Monday, April 16, 2018

Tropicana Entertainment: Deal with GLPI & ERI, Merger Arb

This won't be actionable for some readers, but Tropicana Entertainment (TPCA, 84% owned by IEP) announced a deal today where Gaming & Leisure Properties (GLPI) will purchase the real estate and Eldorado Resorts (ERI) the gaming operations for a combined total of ~$1.85B, subject to adjustments.  One of those adjustments relates to Tropicana's Aruba property which needs to be sold or spun-off prior to the closing.

So here you have a controlled company, with an illiquid stock, entering into a complicated deal with two parties and an uncertain final cash amount all leading to a potentially attractive merger arbitrage spread.  If the headline number is correct, using the current share count of 23.8 million shares, gets you to $77.61 per share versus under $70 today.  Unpacking that number is a little more complicated, from the 8-K today:

(a)                                 $640 million, which reflects the consideration paid by Parent in respect of the Merger;

(b)                                 plus $1.21 billion, which reflects the Real Estate Purchase Price received by the Company;

(c)                                  plus the amount of net proceeds received by the Company in connection with the distribution, transfer or disposition of its Aruba Operations;

(d)                                 minus the Real Estate Purchase Tax Amount (as defined in the Merger Agreement); 

(e)                                  minus 50% of the Estimated State Income Tax Amount (as defined in the Merger Agreement), which Estimated State Tax Amount is limited to a maximum of $38 million;

(f)                                   minus the excess, if any, of the Estimated State Income Tax Amount over $38 million;

(g)                                  divided by 23,834,512, which reflects the aggregate number of shares of Common Stock that are issued and outstanding.

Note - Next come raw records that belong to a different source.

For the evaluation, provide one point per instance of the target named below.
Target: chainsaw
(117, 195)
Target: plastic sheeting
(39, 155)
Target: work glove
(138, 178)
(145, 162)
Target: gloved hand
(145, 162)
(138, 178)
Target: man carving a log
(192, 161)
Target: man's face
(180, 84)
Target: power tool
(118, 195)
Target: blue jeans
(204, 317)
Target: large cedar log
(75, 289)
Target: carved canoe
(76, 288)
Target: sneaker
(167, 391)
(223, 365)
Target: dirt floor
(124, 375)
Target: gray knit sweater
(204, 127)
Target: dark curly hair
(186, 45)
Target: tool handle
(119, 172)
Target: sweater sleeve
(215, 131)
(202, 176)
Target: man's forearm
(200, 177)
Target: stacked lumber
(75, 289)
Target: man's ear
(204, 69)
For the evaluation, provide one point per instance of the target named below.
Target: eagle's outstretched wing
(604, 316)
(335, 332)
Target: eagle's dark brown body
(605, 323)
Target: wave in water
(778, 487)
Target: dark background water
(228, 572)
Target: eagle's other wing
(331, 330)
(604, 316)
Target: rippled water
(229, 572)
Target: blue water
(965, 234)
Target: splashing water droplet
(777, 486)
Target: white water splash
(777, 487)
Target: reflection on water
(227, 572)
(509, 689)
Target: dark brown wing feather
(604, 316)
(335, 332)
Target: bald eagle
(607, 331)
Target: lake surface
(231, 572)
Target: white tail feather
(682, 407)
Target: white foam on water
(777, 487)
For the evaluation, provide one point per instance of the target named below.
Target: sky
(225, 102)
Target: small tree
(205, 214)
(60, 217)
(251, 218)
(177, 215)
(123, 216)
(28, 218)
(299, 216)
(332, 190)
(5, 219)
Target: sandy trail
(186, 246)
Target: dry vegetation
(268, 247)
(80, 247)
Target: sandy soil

Without taking into consideration any net proceeds associated with the distribution, transfer or disposition of the Aruba Operations which is reflected in clause (c) above, the Company has estimated that the aggregate merger consideration, as adjusted to take into account the amounts set forth in clauses (d)(e) and (f) above, will be approximately $1.77 billion.

Couple things here, ERI is paying $640 in (a) and GLPI is paying $1.21B in (b) totaling up to $1.85B and from there we adjust down for taxes (there are NOLs at TPCA) but those are almost entirely offset by the expected sales price of the Aruba resort.  The footnote at the bottom, even if Aruba is valued at $0 then the total consideration is estimated at $1.77B or $74.26 per share, still a decent spread from today's price.

Tropicana Aruba is a fairly small operation, its a short walk from the beach (read: not beachfront) on 14 acres with 360 hotel rooms they've been renovating and converting into timeshare units over the past several years, there's also a 4000 sq ft casino property that mirrors what you see at a many Caribbean resorts.  In the financials, Aruba gets lumped in with their Baton Rouge and Greenville casinos making it difficult to determine what the property is worth, but at the $1.85B headline number its being valued at $80MM.  That feels high, but maybe I'm anchoring to the original thinking that Aruba was simply an option to build a larger property.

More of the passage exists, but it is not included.